Wednesday, June 29, 2011

Operating From Fear

For the past 4 years, I have volunteered as a faculty member for the Undergraduate Interfraternity Institute (UIFI), a week-long leadership experience created by the NIC.  The Institute is designed for students to learn about themselves and how to make their communities stronger.  As I was on a conference call in the beginning of May preparing for UIFI, I jotted down a quick note on a post-it.  That post-it has been moving around my desk for the past 9 weeks.  Its edges are bent, the writing is messy, but the message has forced me to keep it.

With full credit to my friends that developed the curriculum for UIFI, I began to wonder the same thing about the community that I work and live in.  Are our choices made from a place of fear?  Have our leaders (and our members) become so afraid that we are not being driven by our values and by doing what is right?

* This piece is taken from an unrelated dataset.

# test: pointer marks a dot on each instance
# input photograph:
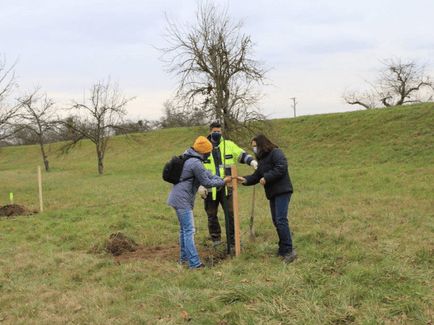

Fear comes in many forms: Greek Discipline Board and sanctions; upset alumni; loss of credibility in the community; loss of social capital/standing.  How does this fear hinder our organizations?  When we aren’t doing things that we know are the right thing to do, how are we being untrue to who we are supposed to be?  The reality is that our credibility is tarnished each time we operate from fear.  I want a sense of urgency to do the right thing.

What if…  for the next semester…  we only made decisions based on what is right?  Based on our values?  What if we didn’t fear being rejected by our group for taking a stand?  What if knowing we were doing the right thing by stopping our friend from using/fighting/hazing was enough?  What if?

That’s a community I’d like to work and live in.